The authors devote space and attention to CBT and GET studies, and this is understandable given the fact that CBT and GET treatments have received the most study in CFS. CBT “can help persons with CFS recognize how their fears of activity lead to behaviors that ultimately cause them to feel more fatigued and disabled.” It is true that CBT can help patients correct activity avoidance behavior, but in my experience this is a very small minority of patients. Even the CDC, target of so much criticism, does not describe CBT this way. The CDC says: “CBT can be useful by helping them pace themselves and avoid the push-crash cycle in which a person does too much, crashes, rests, starts to feel a little better, and then does too much once again.” This is a more appropriate description of CBT that acknowledges the importance of self-management and the prevalence of the push-crash cycle, as opposed to the activity avoidance highlighted by Yancey and Thomas.

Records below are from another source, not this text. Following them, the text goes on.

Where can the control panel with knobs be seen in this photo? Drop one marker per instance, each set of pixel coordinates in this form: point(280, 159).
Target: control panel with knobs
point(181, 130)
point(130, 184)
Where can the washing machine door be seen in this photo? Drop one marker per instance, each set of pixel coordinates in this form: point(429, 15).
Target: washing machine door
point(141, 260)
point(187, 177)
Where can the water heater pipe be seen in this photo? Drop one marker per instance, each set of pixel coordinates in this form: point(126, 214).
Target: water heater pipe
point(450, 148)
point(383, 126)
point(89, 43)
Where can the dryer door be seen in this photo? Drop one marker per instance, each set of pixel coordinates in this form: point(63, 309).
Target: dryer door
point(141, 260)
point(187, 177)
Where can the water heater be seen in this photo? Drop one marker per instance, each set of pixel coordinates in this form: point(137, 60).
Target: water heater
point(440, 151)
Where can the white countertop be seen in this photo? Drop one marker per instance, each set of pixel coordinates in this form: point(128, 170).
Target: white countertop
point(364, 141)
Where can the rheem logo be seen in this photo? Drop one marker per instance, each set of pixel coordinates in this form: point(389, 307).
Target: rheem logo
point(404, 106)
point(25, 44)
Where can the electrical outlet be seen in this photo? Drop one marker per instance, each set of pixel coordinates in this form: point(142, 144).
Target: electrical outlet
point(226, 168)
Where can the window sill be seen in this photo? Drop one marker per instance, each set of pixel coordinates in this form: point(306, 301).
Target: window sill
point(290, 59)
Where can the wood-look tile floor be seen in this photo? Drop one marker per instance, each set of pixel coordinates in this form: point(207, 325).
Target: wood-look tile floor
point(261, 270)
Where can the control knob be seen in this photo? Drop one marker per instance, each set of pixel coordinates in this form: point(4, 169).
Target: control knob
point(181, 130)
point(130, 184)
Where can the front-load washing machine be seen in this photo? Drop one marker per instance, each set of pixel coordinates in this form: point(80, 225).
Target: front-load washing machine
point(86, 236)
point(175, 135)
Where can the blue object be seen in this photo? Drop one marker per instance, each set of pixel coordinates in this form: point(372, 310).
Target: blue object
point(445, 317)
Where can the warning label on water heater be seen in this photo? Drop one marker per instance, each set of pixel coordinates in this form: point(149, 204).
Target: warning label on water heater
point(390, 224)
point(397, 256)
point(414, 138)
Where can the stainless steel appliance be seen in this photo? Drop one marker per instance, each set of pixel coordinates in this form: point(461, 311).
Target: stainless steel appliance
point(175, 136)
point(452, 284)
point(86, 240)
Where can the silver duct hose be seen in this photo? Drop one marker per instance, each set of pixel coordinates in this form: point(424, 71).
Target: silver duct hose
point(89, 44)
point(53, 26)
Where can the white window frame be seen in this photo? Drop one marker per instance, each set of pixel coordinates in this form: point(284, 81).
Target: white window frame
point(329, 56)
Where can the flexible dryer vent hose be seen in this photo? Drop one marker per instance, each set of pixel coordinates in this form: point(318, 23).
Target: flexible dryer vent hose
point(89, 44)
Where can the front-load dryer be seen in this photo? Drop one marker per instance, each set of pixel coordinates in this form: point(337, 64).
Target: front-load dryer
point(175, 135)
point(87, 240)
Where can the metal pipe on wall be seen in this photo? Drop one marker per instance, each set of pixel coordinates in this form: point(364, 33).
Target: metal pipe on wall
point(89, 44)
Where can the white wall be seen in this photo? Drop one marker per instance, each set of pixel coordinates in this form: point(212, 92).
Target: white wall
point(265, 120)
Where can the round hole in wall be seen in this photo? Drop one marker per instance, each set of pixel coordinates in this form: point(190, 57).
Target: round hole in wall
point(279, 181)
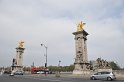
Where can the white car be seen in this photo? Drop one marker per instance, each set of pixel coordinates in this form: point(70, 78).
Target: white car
point(103, 75)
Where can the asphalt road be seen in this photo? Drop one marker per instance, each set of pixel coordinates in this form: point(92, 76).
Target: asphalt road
point(33, 78)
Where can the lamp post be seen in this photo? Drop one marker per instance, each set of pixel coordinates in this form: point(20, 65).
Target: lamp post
point(45, 54)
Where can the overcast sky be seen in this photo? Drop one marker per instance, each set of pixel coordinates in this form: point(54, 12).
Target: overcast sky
point(52, 23)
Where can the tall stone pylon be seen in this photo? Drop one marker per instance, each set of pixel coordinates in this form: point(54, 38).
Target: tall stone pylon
point(18, 61)
point(81, 61)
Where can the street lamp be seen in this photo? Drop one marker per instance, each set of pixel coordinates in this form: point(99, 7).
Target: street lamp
point(45, 54)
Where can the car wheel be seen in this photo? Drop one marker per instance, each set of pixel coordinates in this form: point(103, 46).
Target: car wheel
point(109, 78)
point(93, 78)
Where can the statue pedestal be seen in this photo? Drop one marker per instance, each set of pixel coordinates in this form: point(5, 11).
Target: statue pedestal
point(99, 70)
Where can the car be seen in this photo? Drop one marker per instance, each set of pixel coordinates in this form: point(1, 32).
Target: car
point(103, 75)
point(18, 73)
point(40, 72)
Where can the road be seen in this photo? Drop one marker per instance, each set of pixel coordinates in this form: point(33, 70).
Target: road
point(33, 78)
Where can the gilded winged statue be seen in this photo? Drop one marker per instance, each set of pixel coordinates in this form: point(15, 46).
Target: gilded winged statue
point(80, 26)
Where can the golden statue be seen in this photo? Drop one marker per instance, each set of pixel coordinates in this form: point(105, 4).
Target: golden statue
point(21, 44)
point(80, 26)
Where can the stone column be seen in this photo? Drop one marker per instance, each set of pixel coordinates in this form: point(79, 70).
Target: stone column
point(19, 58)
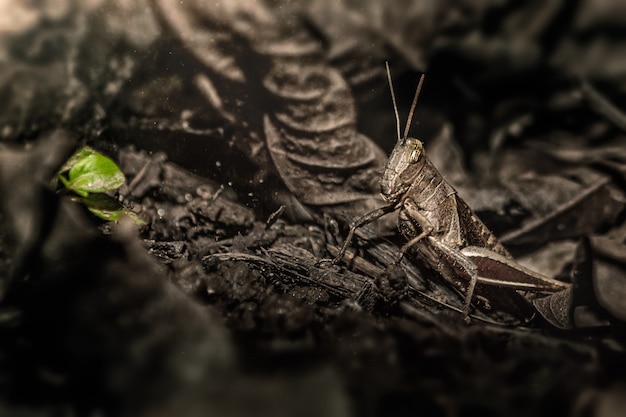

Graded exercise therapy is very controversial for CFS patients, mainly because traditional GET uses a scheduled increase process as opposed to a patient-driven increase process based on symptoms. Not surprisingly, this issue is not discussed in the paper. The authors do mention that a heart rate monitor can be used to avoid overexertion during exercise, but there is no mention of the body of evidence on CFS exercise testing and pacing methods. They even cite a study that suggests improvements in GET do not correlate with increases in exercise capacity, suggesting that GET may actually work by “decreasing symptom-focusing behavior in persons with CFS.” Pacing, the only behavioral technique that truly helps CFS patients, is not mentioned by name, although the authors do say:

Patients should be encouraged to take rest periods as necessary, and to practice relaxation techniques. Although there is no evidence these modalities are effective, they are unlikely to be harmful and may be helpful.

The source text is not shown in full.